@izmiristee
|
Keyifli okumalar dilerim :) Aynen baya keyfili be İzmiriste... Bölüm aralarına düşüncelerinizi bekliyorum :))
Yazar Anlatımıyla... Göktuğ çalan telefonla eli hızlıca masanın üzerinde duran telefona gitmişti. Anında "Hoperlore ver!" demişti çağan, açılan telefonla "Şehidimiz var komutanım!" Diyerek yankılanmıştı girayın sesi.

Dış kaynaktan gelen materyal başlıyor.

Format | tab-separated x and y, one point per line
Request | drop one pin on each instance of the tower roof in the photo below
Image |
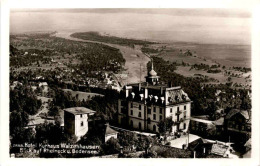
152	72
79	110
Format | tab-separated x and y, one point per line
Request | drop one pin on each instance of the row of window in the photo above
140	115
140	126
178	109
149	110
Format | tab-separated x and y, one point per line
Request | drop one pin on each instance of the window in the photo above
154	128
160	110
149	111
149	121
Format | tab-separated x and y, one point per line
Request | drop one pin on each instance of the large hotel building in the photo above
146	103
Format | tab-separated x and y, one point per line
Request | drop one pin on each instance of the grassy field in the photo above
95	36
208	54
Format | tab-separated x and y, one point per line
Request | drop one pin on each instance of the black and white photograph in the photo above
130	83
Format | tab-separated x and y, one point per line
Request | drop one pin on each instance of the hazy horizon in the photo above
208	26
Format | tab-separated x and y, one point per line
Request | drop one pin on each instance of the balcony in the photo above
178	113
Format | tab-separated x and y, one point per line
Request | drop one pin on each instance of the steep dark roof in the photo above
193	145
219	149
232	112
219	122
79	110
109	131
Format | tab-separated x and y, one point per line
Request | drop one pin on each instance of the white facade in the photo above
76	121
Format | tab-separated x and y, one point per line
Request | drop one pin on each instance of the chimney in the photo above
161	90
169	84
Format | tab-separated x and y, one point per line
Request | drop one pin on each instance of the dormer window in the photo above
156	98
169	99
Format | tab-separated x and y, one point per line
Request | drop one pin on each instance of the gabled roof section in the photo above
233	112
109	131
219	122
219	149
79	110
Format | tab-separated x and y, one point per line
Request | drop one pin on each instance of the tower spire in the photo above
152	63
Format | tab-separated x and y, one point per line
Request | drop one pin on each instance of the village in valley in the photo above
95	95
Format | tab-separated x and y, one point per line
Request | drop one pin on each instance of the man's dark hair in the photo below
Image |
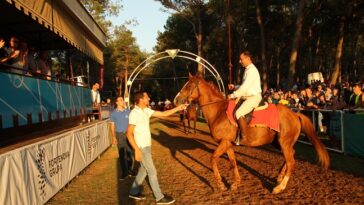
247	53
138	95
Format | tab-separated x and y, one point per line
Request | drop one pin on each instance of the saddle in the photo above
265	115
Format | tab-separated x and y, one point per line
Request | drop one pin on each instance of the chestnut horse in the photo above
190	115
214	104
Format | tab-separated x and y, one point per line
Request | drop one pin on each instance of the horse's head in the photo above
189	92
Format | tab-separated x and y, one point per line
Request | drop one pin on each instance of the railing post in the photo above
29	118
16	120
40	117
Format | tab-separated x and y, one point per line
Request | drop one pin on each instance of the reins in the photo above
219	101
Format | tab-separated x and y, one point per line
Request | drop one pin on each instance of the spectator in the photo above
95	94
119	118
31	64
44	65
294	100
356	99
167	104
14	59
3	52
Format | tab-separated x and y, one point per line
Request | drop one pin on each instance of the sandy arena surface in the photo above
184	171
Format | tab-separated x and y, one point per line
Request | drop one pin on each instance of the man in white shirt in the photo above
140	139
95	94
250	91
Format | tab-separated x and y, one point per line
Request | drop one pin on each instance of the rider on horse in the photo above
250	91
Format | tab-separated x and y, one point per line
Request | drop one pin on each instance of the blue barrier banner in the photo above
24	95
354	137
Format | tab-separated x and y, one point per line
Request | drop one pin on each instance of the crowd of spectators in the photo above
18	57
318	95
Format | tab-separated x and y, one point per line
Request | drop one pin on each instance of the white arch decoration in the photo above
173	53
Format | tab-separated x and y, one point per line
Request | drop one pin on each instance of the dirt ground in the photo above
184	171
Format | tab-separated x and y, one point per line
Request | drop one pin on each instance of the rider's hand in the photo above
138	155
231	86
231	96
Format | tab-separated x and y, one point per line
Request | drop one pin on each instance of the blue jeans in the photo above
147	168
126	155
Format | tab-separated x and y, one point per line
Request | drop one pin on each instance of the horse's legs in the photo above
282	173
221	149
231	155
288	153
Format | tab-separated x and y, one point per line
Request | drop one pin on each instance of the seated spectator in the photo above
311	101
3	52
44	66
356	99
95	94
167	104
294	101
15	57
31	63
276	98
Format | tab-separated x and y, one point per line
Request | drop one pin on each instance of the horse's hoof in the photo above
234	186
277	190
222	187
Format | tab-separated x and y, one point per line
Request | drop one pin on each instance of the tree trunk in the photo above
339	50
262	45
296	44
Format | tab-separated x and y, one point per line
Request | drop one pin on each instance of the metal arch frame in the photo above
167	54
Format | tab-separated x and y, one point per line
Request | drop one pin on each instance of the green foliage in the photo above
100	9
318	44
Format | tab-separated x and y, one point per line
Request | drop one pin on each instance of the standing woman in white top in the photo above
250	91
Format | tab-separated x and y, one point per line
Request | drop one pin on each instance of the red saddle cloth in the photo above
266	117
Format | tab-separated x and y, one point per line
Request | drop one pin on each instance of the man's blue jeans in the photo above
147	168
126	155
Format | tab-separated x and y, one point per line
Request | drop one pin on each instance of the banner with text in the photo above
34	173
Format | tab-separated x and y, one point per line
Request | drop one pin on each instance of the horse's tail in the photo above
308	129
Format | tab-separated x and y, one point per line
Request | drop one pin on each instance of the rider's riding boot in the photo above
243	129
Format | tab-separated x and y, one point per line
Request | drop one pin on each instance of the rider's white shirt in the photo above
251	83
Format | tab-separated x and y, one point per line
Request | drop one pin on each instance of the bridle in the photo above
199	94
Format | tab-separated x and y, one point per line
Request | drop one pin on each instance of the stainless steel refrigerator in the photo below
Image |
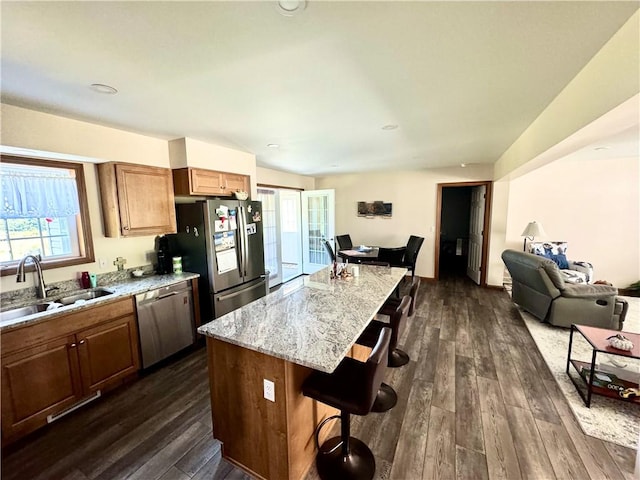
222	241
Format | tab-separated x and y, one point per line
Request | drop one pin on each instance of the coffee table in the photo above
604	382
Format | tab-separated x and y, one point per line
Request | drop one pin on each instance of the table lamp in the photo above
532	230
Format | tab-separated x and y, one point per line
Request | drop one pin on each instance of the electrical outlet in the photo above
269	390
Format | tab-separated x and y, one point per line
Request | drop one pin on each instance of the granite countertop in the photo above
311	321
120	288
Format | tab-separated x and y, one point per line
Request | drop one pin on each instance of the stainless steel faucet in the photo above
40	288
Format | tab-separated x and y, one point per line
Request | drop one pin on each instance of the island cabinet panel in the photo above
50	366
270	440
198	181
136	199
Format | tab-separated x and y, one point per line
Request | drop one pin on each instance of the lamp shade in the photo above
533	229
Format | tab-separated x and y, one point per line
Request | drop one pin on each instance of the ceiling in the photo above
461	80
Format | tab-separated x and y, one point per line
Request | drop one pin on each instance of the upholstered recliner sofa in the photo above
540	289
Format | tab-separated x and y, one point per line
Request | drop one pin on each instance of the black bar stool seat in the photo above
352	388
397	357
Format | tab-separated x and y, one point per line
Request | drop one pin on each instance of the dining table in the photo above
260	354
360	254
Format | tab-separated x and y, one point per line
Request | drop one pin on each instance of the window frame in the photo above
83	224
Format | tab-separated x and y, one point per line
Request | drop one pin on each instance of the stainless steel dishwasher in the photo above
165	321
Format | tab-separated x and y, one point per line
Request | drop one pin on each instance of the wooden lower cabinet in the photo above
38	382
57	372
107	353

Göktuğ ve Çağan duydukları cümle ile içlerinde tekrardan bir yangın daha harlanmıştı, bu yangın kaçıncıyı tekrar ediyordu bilinmedi. İkiside kim demekten çok korkuyordu duyacak isimden ikiside gerilmekteydi, Telefondan sesin kesildiğini anlayan giray ise boğazına düğümlenen cümleyi bir çırpıda söylemek istiyordu. Çok şehit görmüştü giray, çok gazi görmüştü lakin kollarının arasında kendi timin'den şehit verdiği ilk kişiydi... "T-Teğmen" dedi giray boğazına düğümlenerek çıkan tek kelimeydi bu, kehribar rengi gözleri kan toplamış. " H-Hamza, komutanım" dedi. Bir Türk Askeri asla boyun eğmezdi kimsenin karşısında, İçi yanarak "Vatan sağolsun," dedi göktuğ. İçi yanarak " Vatan sağolsun," dedi çağan. Odanın içinde bekleyen bir askerin tam gözüne bakmıştı çağan başına hafif eğerek yapması gerekeni söylemişti. Bayrakları Şehitlerimiz için yarıya indirin, intikam alana kadar... Diğer grup ise çağan komutan daha ne dediğini söylemeden arkalarında bulunan masanın üzerinde düzgünce katlanan türk bayrağını ellerine alarak üç kere öpüp alnına değdirmişlerdi. Yapılacak olan belliydi. Odadan ayrılan bir diğer grubun çıkması ile girayın eş zamanlı "Baba," demesi bir olmuştu. Bu sesi bilirdi çağan bir şey daha olmuştu. Lafı uzatmadan " oğlum " demişti çağan. "Bir şey oldu dimi, gizlediğin var." Dedi çağan, göktuğ ise daha ne duyması gerektiğini bilmiyordu. Arkadan bir ses yükseldi " Askeriye helikopteri geldi, getirin nehiri! " Demişti cenk komutan bağırarak, Çağan ve göktuğ kala kalmıştı olduğu yerde nehire bir şey mi olmuştu? Göktuğ için o an kopuş noktasıydı bir şehit haberinin üzerine canını canına yoldaş bildiği arkadaşının kızını koruyamamak devasa bir vicdan azabı veriyordu. " Baba Nehir de ağır yaralı, bir şekilde sınırın ilerisinde bulunan askeriyeden yardım istedik ve-," " Timi topla dönüyorsunuz," Demişti çağan, anında. Bu durumda yapılacak olan belliydi kalan kişilerle operasyon tamamlanamazdı. "Emredersiniz komutanım!" Diyerek kapandı telefon. Çağan hemen üst birimlere haber göndermişti takviye ekip istenecek şehidimizin, kanı yerde kalmayacaktı düşman nefes almadan intikam alınacaktı.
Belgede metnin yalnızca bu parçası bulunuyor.